Author:
Fan Yang,Bai Bin,Ren Yan,Liu Yanxia,Zhou Fenli,Lou Xiaomin,Zi Jin,Hou Guixue,Zhao Qingchuan,Liu Siqi
Abstract
AbstractSignet ring cell carcinoma (SRCC) is a histological subtype of gastric cancer that has distinct features in cellular morphology, epidemiology and clinicopathology compared with adenocarcinomas (ACs). Lacking of systematically molecular overview to this disease made a slow progress in diagnosis and therapy for SRCC. In the present proteomics study, the gastric tissues were collected from tumor and adjacent regions including 14 SRCC and 34 AC cases, and laser capture microdissection (LCM) was employed to eradicate cellular heterogeneity of the tissues. Over 6,000 proteins were quantified through data independent acquisition (DIA) mass spectrometry (MS). The quantitative profiles of proteomes in tumor tissues, either AC or SRCC, were dramatically different from that in the corresponding adjacencies, whereas the SRCC proteomes appeared not distinguishable to the AC proteomes via hierarchical clustering. However, focusing on univariate analysis and pathway enrichment unrevealed that some proteins and pathways bared the differences between SRCC and ACs.

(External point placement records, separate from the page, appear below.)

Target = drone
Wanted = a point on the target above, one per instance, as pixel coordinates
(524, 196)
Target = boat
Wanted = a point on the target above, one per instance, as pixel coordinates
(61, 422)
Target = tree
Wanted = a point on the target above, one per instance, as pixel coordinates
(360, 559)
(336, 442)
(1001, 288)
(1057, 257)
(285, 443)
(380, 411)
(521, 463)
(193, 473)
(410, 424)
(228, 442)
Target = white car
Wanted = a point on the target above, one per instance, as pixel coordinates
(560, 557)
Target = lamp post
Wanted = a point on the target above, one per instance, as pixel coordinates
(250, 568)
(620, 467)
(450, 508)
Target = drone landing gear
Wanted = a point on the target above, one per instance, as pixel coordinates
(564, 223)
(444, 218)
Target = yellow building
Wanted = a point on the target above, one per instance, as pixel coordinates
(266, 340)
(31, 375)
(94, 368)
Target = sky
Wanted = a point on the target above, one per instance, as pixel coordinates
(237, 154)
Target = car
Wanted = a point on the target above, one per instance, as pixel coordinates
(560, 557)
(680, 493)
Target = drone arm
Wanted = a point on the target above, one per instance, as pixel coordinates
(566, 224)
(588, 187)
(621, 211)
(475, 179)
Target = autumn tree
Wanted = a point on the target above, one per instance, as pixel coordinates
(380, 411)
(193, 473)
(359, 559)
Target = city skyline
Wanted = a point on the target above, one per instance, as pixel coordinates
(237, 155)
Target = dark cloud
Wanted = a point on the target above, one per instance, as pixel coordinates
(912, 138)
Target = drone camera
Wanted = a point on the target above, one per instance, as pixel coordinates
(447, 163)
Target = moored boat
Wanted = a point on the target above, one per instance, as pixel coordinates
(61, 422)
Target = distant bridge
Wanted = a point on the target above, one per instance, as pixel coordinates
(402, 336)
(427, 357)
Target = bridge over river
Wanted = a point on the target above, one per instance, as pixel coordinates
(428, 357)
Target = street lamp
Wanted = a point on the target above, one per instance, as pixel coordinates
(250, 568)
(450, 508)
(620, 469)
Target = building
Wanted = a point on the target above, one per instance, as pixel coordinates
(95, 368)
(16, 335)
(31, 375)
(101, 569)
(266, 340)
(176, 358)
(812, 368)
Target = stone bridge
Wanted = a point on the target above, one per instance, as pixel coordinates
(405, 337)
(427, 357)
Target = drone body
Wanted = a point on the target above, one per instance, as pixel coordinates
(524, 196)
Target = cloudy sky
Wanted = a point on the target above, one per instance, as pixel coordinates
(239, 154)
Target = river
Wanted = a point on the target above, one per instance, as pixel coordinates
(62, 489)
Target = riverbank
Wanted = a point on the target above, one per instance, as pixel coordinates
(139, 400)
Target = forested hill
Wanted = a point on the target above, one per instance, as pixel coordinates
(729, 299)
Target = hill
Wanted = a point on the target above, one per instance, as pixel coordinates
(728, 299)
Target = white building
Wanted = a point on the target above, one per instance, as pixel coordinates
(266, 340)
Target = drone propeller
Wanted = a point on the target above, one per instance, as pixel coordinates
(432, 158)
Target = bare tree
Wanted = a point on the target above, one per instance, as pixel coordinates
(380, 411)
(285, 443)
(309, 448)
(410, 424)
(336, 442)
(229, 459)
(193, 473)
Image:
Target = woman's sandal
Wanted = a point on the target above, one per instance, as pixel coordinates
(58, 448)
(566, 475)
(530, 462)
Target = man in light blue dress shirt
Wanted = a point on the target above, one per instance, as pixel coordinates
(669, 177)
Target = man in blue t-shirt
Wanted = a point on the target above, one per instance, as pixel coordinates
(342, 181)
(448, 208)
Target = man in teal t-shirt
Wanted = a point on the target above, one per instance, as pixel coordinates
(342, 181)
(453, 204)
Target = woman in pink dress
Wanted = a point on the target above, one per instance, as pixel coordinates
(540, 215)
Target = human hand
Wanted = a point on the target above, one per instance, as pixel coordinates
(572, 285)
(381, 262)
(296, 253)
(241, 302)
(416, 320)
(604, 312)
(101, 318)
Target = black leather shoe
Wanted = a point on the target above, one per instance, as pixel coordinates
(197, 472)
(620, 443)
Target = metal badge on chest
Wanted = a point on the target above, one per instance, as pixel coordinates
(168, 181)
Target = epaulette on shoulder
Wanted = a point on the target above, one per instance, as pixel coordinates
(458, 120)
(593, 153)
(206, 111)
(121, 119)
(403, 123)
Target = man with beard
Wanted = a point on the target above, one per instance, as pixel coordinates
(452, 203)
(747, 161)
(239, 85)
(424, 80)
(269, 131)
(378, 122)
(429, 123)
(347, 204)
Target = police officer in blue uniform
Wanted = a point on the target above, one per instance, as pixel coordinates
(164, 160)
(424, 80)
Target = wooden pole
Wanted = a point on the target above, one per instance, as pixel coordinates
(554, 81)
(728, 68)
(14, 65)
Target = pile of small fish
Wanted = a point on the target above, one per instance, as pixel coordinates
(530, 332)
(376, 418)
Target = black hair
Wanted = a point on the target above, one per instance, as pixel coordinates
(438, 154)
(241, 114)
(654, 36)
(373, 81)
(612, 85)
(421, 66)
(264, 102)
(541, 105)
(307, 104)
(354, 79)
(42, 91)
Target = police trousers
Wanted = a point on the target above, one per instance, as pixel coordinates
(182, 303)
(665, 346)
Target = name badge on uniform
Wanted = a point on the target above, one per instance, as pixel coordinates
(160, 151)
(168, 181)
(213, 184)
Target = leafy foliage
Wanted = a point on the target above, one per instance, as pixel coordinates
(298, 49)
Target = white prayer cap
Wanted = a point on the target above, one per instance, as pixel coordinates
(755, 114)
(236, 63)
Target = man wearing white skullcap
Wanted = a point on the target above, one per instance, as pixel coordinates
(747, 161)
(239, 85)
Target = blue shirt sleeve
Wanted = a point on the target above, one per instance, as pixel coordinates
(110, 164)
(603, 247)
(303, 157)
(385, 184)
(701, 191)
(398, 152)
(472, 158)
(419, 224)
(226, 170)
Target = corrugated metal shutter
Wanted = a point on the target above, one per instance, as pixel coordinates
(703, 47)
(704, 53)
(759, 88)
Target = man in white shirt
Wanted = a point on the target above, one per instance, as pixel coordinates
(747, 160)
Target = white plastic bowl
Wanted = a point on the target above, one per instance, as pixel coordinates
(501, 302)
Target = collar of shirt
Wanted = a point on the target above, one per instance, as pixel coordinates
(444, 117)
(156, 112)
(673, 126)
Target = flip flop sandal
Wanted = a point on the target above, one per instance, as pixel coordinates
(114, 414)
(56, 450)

Importantly, the abundance changes for a bulk of proteins involved in complement cascade were highly associated with SRCC but not so sensitive to the AC status. A hypothesis, therefore, was proposed that the complement cascade was evoked in the SRCC microenvironment upon infiltration, while the SRCC cells survived from the complement cytotoxicity by secreting negative regulators. Moreover, an attempt was made to seek appropriate cell model for gastric SRCC, through proteomic comparison of the 15 gastric cell lines and the gastric tumors. The prediction upon supervised classifier suggested none of these gastric cell lines qualified in mimic to SRCC.